6. De rechtbank veroordeelt verweerder in de door eiser gemaakte proceskosten. Deze kosten stelt de rechtbank op grond van het Besluit proceskosten bestuursrecht voor de door een derde beroepsmatig verleende rechtsbijstand vast op € 2.100,-- (1 punt voor het indienen van het bezwaarschrift, 1 punt voor het verschijnen ter hoorzitting, 1 punt voor het indienen van het beroepschrift, 1 punt voor het verschijnen ter zitting, met een waarde per punt van
€ 525,-- en een wegingsfactor 1).

Beslissing

De rechtbank:
  • verklaart het beroep gegrond;
  • vernietigt het bestreden besluit;
  • herroept de primaire besluiten, bepaalt dat verweerder aan eiser met ingang van
9 oktober 2018 bijstand verleent naar de voor hem geldende norm en bepaalt dat deze uitspraak in de plaats treedt van het vernietigde bestreden besluit;
  • draagt verweerder op het betaalde griffierecht van € 47,-- aan eiser te vergoeden;
  • veroordeelt verweerder in de proceskosten van eiser tot een bedrag van € 2.100,--.
Deze uitspraak is gedaan door mr.

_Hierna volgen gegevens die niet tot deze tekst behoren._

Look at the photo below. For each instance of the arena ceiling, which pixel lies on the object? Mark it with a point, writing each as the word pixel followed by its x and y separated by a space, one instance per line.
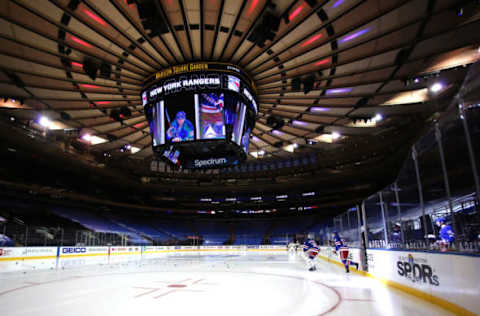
pixel 331 76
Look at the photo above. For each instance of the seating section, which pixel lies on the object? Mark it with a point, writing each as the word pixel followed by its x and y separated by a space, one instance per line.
pixel 250 232
pixel 64 225
pixel 99 224
pixel 214 233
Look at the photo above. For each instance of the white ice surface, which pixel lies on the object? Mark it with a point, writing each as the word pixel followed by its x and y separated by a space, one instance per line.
pixel 202 284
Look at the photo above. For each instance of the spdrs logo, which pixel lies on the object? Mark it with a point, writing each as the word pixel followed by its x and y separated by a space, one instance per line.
pixel 417 270
pixel 74 250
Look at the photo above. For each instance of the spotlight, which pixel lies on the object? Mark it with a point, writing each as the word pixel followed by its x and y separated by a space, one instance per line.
pixel 378 118
pixel 87 137
pixel 336 135
pixel 436 87
pixel 45 122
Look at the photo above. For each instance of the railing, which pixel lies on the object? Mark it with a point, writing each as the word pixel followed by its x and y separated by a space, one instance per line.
pixel 14 234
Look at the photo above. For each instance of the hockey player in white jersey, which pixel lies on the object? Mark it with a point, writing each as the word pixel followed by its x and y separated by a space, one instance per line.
pixel 342 249
pixel 310 249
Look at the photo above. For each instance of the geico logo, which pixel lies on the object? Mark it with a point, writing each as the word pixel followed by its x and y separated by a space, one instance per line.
pixel 74 250
pixel 417 272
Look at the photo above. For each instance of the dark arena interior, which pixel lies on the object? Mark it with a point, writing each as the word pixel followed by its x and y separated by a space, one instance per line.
pixel 239 157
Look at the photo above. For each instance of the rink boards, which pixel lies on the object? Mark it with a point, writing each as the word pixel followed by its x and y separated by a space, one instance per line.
pixel 451 281
pixel 448 280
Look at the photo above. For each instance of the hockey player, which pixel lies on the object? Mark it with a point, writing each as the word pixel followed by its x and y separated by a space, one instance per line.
pixel 342 248
pixel 311 250
pixel 447 236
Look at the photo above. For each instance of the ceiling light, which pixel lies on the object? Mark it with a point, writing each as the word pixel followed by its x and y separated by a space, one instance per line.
pixel 378 117
pixel 291 148
pixel 87 137
pixel 45 122
pixel 336 135
pixel 436 87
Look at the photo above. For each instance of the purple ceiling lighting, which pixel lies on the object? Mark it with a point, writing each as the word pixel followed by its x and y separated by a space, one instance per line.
pixel 338 3
pixel 338 91
pixel 299 123
pixel 354 35
pixel 318 109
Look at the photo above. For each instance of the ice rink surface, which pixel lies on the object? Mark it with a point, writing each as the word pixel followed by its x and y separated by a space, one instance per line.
pixel 203 284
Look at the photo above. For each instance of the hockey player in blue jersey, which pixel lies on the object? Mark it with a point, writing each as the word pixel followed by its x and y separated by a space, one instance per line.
pixel 311 250
pixel 342 249
pixel 447 236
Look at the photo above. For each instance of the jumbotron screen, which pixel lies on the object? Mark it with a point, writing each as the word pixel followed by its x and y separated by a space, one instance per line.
pixel 200 115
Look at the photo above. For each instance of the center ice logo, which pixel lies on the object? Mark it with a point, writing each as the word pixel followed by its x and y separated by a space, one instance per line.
pixel 416 272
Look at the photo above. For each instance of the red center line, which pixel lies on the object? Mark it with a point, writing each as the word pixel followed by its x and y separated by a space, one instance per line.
pixel 166 293
pixel 148 292
pixel 359 299
pixel 183 281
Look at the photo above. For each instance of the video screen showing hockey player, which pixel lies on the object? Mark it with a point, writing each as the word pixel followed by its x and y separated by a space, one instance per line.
pixel 155 117
pixel 239 122
pixel 233 83
pixel 179 114
pixel 211 116
pixel 246 139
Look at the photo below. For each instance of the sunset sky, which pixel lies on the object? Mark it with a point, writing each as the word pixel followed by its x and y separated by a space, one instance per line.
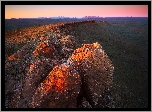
pixel 34 11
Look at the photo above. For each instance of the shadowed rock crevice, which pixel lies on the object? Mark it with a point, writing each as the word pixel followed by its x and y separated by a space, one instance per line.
pixel 60 75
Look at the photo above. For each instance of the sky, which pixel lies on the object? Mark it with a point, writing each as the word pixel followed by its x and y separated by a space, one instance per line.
pixel 34 11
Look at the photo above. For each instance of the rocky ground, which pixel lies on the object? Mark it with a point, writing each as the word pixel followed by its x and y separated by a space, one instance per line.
pixel 50 71
pixel 34 56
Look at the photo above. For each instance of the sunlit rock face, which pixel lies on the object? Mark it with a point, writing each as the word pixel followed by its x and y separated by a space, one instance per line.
pixel 60 89
pixel 58 75
pixel 95 69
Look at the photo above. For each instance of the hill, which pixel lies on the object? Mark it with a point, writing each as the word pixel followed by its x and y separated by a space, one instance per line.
pixel 26 47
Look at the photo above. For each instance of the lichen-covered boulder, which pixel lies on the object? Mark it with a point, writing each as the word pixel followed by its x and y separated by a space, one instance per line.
pixel 60 89
pixel 95 69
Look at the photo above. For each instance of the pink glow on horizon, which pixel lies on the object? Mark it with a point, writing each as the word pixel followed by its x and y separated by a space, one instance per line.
pixel 31 11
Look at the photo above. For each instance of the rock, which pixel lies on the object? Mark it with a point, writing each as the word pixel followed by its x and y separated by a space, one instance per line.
pixel 59 90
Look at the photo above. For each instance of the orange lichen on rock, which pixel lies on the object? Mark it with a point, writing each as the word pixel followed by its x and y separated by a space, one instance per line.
pixel 57 78
pixel 13 57
pixel 31 67
pixel 59 89
pixel 42 48
pixel 84 52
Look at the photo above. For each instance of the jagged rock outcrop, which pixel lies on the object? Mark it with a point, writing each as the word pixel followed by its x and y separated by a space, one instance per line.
pixel 59 75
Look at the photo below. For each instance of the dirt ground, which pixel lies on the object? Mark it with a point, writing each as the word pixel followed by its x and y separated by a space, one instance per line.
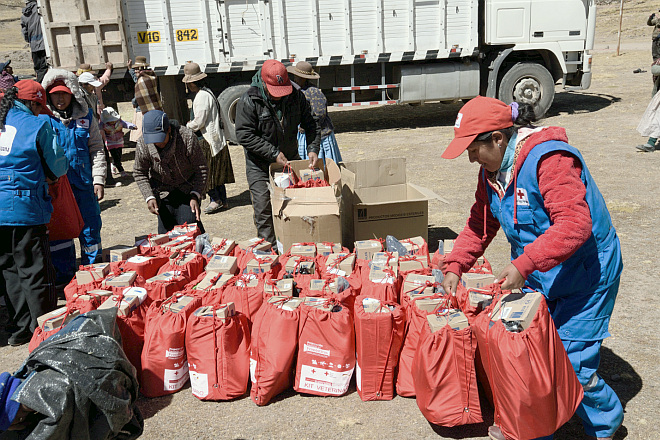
pixel 600 122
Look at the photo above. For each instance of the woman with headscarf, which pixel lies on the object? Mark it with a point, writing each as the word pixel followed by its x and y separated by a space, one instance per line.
pixel 302 74
pixel 206 122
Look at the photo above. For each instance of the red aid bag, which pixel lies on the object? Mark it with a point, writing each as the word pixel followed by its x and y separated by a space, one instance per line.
pixel 273 349
pixel 164 365
pixel 444 376
pixel 218 355
pixel 326 348
pixel 378 341
pixel 545 382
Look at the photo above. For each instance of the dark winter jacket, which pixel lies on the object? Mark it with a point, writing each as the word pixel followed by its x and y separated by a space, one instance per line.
pixel 263 136
pixel 31 26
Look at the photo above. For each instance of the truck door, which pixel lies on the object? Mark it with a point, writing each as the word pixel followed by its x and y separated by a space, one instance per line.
pixel 508 21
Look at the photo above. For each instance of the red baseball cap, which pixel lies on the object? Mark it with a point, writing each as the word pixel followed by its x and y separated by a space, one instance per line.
pixel 479 115
pixel 276 78
pixel 59 86
pixel 31 90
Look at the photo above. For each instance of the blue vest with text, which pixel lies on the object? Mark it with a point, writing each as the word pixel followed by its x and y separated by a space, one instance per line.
pixel 24 199
pixel 577 288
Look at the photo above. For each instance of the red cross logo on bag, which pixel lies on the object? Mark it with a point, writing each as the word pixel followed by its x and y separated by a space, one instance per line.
pixel 521 197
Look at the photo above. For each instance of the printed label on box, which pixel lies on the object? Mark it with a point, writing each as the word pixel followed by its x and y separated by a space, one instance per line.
pixel 199 383
pixel 324 381
pixel 310 347
pixel 175 379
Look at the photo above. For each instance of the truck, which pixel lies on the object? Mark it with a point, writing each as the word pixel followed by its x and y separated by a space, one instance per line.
pixel 368 52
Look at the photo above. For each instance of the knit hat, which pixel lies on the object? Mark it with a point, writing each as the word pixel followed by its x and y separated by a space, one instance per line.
pixel 276 78
pixel 479 115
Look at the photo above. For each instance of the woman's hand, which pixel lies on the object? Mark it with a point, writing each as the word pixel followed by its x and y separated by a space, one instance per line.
pixel 450 283
pixel 512 278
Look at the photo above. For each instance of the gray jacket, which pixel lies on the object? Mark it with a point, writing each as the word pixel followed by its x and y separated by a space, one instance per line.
pixel 31 26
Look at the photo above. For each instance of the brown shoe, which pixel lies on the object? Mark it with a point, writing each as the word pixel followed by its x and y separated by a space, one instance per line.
pixel 495 433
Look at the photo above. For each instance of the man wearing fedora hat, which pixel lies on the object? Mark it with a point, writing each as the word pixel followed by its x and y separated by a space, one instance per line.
pixel 206 122
pixel 267 119
pixel 303 72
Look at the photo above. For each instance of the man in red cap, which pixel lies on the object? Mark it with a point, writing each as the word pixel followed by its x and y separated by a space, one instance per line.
pixel 29 156
pixel 267 119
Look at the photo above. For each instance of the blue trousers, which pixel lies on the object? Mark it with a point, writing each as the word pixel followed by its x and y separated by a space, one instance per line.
pixel 63 252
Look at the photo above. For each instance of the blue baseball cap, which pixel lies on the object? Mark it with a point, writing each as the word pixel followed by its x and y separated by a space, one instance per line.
pixel 154 126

E. Hoekstra, rechter, in aanwezigheid van
mr. M.D. Moeke, griffier. De beslissing is in het openbaar uitgesproken op
griffier rechter
Afschrift verzonden aan partijen op:

Rechtsmiddel

Tegen deze uitspraak kan binnen zes weken na de datum van verzending daarvan hoger beroep worden ingesteld bij de Centrale Raad van Beroep. Als hoger beroep is ingesteld, kan bij de voorzieningenrechter van de hogerberoepsrechter worden verzocht om het treffen van een voorlopige voorziening of om het opheffen of wijzigen van een bij deze uitspraak getroffen voorlopige voorziening.